Former Serb Commander Gets Lifer For War Crimes, Genocide

23 Nov, 2017 12:42 IST|Sakshi
Ratko Mladic

The Hague: Ratko Mladic, the former commander of the Bosnian Serb Army, has been sentenced to life imprisonment after being convicted of genocide, war crimes and crimes against humanity by a UN tribunal here. Known as the "Butcher of Bosnia", Mladic led forces during the massacre of Bosnian Muslims (Bosniaks) in Srebrenica and the siege of Sarajevo. The UN tribunal convicted him on 10 of the 11 charges.

The tribunal found that Mladic "significantly contributed" to the genocide in Srebrenica in 1995 where more than 7,000 Bosniak men and boys were murdered, the worst atrocity in Europe after World War II. He was also deemed responsible by the chamber for inciting terror during the Siege of Sarajevo (1992-96) -- where Serb troops had carried out a campaign of indiscriminate sniper fire against civilians. The death toll was more than 10,000.
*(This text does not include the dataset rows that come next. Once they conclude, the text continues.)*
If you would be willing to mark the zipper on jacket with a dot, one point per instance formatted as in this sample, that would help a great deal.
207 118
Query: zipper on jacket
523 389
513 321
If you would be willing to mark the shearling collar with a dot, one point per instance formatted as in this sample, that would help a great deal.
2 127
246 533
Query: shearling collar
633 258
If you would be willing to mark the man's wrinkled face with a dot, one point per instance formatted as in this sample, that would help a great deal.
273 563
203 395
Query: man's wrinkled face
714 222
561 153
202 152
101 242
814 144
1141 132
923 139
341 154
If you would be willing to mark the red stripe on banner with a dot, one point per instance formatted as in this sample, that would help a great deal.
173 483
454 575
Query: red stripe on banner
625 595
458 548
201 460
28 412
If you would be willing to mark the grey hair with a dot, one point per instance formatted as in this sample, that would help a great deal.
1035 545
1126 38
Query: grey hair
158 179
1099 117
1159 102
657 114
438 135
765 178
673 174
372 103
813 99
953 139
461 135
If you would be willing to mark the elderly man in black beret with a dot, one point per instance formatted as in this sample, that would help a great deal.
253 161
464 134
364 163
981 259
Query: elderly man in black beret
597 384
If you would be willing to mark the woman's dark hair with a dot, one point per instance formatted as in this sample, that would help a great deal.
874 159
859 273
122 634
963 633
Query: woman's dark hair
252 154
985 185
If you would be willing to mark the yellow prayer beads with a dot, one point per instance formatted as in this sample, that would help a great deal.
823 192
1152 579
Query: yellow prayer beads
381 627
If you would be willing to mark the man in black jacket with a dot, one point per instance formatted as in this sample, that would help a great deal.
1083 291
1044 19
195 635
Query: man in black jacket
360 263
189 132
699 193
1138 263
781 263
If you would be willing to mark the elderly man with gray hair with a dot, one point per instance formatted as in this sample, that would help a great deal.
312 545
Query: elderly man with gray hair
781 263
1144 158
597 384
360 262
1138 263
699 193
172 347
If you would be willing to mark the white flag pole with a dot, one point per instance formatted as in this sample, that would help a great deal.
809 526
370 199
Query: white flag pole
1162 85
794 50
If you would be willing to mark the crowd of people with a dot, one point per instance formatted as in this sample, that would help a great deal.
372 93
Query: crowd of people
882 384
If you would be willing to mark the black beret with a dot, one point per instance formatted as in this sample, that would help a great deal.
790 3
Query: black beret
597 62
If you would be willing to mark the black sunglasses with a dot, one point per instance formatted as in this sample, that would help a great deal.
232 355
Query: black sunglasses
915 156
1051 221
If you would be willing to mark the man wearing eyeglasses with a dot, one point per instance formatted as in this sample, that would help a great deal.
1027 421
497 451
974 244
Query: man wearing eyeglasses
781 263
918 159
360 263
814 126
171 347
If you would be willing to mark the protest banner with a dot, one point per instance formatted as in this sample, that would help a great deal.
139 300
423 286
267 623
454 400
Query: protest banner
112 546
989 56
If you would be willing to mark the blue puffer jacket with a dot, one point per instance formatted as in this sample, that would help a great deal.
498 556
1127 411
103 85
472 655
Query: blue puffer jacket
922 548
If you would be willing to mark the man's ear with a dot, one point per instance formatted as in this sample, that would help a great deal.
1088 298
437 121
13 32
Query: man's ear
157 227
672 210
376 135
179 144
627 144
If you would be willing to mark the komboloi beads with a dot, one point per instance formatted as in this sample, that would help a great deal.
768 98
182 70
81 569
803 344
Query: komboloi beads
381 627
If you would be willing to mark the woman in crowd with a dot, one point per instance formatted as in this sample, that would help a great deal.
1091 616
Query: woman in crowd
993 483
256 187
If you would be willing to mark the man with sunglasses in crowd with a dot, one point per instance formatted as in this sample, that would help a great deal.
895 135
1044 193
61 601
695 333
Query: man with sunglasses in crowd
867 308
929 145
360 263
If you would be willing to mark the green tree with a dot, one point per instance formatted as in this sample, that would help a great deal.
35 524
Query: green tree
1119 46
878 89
"The crimes committed rank among the most heinous known to humankind and include genocide and extermination as a crime against humanity," presiding judge Alphons Orie said while reading the verdict.

Orie read out many crimes committed by troops under Mladic's command including mass rapes of Bosniak women and girls, keeping Bosniak prisoners in appalling conditions - starving, thirsty and sick - and beating them, terrorising civilians in Sarajevo by shelling and sniping, deporting Bosniaks forcibly en masse and destroying Bosniaks' homes as well as mosques.

The chamber rejected mitigating circumstances proposed by the defence team and handed Mladic a life sentence, bringing to a close a 530-day, four-year landmark trial at the UN International Criminal Tribunal. Before the verdict could be read, Mladic had to be removed from the room after he launched into a sudden outburst of angry shouting in a bid to halt proceedings by claiming that his blood pressure was too high. The reading of the verdict resumed after a brief adjournment.

The tribunal was created especially to try war crimes committed during the Yugoslav conflicts that tore up the Balkans in the 1990's. The chamber detailed that during the massacre of Srebrenica, Bosnian Serb troops separated men and boys from women being loaded onto buses to evacuate the Muslim population from the enclave. Those males were then subject to torture, humiliation and beatings before being executed.

Mladic is still regarded as a war hero by many in Serbia and the decision is likely to prompt backlash. The verdict comes a year after former Bosnian Serb leader Radovan Karadžic was found guilty of genocide over the 1995 massacre in Srebrenica and sentenced to 40 years in jail.